Baseadas nos dados das Contas Nacionais Trimestrais relativos ao último
trimestre de 2017, as linhas que se seguem buscam fazer uma breve avaliação
sobre o que ocorreu ao longo de todo o ano, destacando especialmente alguns aspectos
pouco salientados na repercussão pública dessas informações.
O dado mais enfatizado pelo discurso oficial foi a variação positiva de
1,0% na comparação dos quatro trimestres de 2017 com os quatro anteriores, resultado
que contrasta com as expressivas variações negativas registradas nos dois anos
anteriores. Por outro lado, pouco ou nenhum destaque foi dado para o resultado
do quarto trimestre em relação ao imediatamente anterior, que registrou
crescimento de apenas 0,05%. Levando em conta os resultados trimestrais com
ajuste sazonal (ver Tabela), a impressão é de uma desaceleração ao longo do ano.
O crescimento de 1,3% registrado no primeiro trimestre, interpretado à época
pelo Governo como o primeiro passo de uma robusta recuperação, acabou sendo o
melhor dos resultados trimestrais de 2017.
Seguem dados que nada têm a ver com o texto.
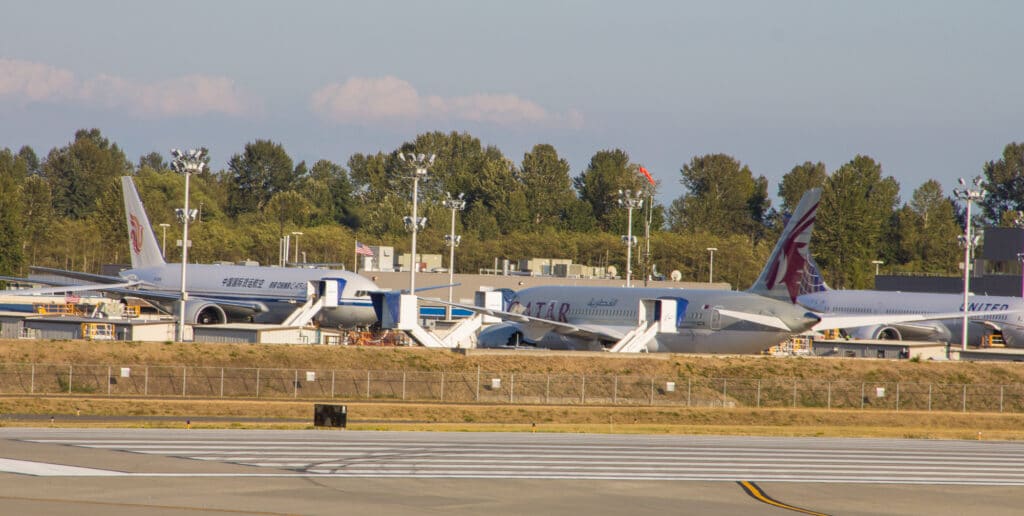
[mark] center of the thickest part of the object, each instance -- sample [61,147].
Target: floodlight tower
[631,201]
[455,204]
[970,196]
[187,163]
[420,163]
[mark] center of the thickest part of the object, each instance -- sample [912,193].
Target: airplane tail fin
[791,270]
[141,241]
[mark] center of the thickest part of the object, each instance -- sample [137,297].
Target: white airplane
[221,293]
[989,314]
[705,320]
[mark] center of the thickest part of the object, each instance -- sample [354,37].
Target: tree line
[65,210]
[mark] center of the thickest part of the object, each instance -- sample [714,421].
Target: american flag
[363,249]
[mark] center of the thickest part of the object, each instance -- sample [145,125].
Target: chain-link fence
[489,387]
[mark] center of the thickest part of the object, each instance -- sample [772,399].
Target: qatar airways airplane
[987,314]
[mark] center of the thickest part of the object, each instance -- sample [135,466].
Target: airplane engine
[205,312]
[876,333]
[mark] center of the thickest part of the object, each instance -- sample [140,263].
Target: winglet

Outro aspecto que não recebe qualquer menção no discurso oficial é a
avaliação do comportamento conjunto dos componentes da demanda agregada em
comparação com o crescimento do PIB. Com base na metodologia de decomposição exposta
em Lara
(2015), pode-se constatar que a soma das
contribuições dos componentes da demanda efetivamente medidos pelo Instituto
Brasileiro de Geografia e Estatística (IBGE) (demanda efetiva confirmada) foi
de apenas 0,33%. Isso significa dizer que, daquele 1% de crescimento do Produto
Interno Bruto (PIB), calculado pela ótica da produção, apenas 1/3 encontrou
contrapartida no lado da demanda. Essa diferença entre o crescimento do PIB e o
indicador de demanda efetiva confirmada corresponde à contribuição da variação
de estoques, uma medida de quanto do crescimento da produção não foi
justificado pelo lado dos gastos, implicando acumulação de estoques. Fenômeno
similar havia sido percebido no crescimento do primeiro trimestre do ano (ver Summa,
Lara, Serrano, 2017).
Considerando os componentes específicos da demanda efetiva, a segunda
maior contribuição positiva foi a das exportações, com 0,58%. Observe-se que a
taxa de crescimento anual das exportações (5,18%) foi bastante expressiva no
período, mas tal resultado parece apenas corroborar, uma vez mais, dois
aspectos importantes já destacados em outras oportunidades nesta Carta de Conjuntura: (a) mesmo com
desempenho tão satisfatório, as exportações não podem liderar crescimento
significativo na economia brasileira, porque a participação no total da demanda
agregada é pequena e os encadeamentos existentes não são fortes o bastante para
compensar esse efeito; (b) a performance
exportadora dificilmente pode ser explicada pelo comportamento de variáveis de
preços relativos (taxa de câmbio real e/ou indicadores de câmbio/salário), uma
vez que o biênio 2016-17 foi caracterizado por importante revalorização real do
câmbio.
Como já de praxe, retorna-se assim à análise do mercado interno, para
compreender a evolução da demanda agregada e do crescimento econômico no caso
brasileiro. Nesse aspecto, está o dado mais positivo, ainda que
quantitativamente muito pouco animador, de todo o conjunto de informações
divulgadas: contribuições positivas do consumo das famílias em todos os
trimestres e também no resultado anual. Pela centralidade desse componente na
estrutura da demanda agregada, não poderá haver redução dos níveis de
ociosidade da capacidade produtiva sem uma robusta recuperação sua. O ritmo ainda
tímido dessa retomada é possivelmente a melhor explicação para certa
ambiguidade nas informações sobre a formação bruta de capital fixo (FBKF): a
contribuição para o crescimento anual foi ainda negativa (pelo quarto ano
consecutivo), ao passo que, com exceção do primeiro trimestre, as contribuições
desse componente para o crescimento trimestral foram positivas. Esse
comportamento dos últimos três trimestres do ano parece consistente com
avaliação feita em edição anterior desta publicação (Lara,
2017), quando se observou que, na medida em que ficava claro que o consumo das
famílias apresentava alguma reação, “seria mais coerente esperar por um melhor
resultado da FBKF, comparado com a previsão que havia sido realizada
anteriormente”. Vale apontar que tal compreensão não foi compartilhada pelo Banco
Central do Brasil (BCB), que ajustou continuamente para baixo sua estimativa da
FBKF ao longo de todo o ano. Em setembro de 2017, a projeção do BCB para a queda
dessa variável era de 3,2%. Comparado ao resultado recentemente divulgado pelo
IBGE (-1,84%), o desvio foi de 1,4 p.p., bastante significativo para uma
previsão com antecipação de apenas três meses.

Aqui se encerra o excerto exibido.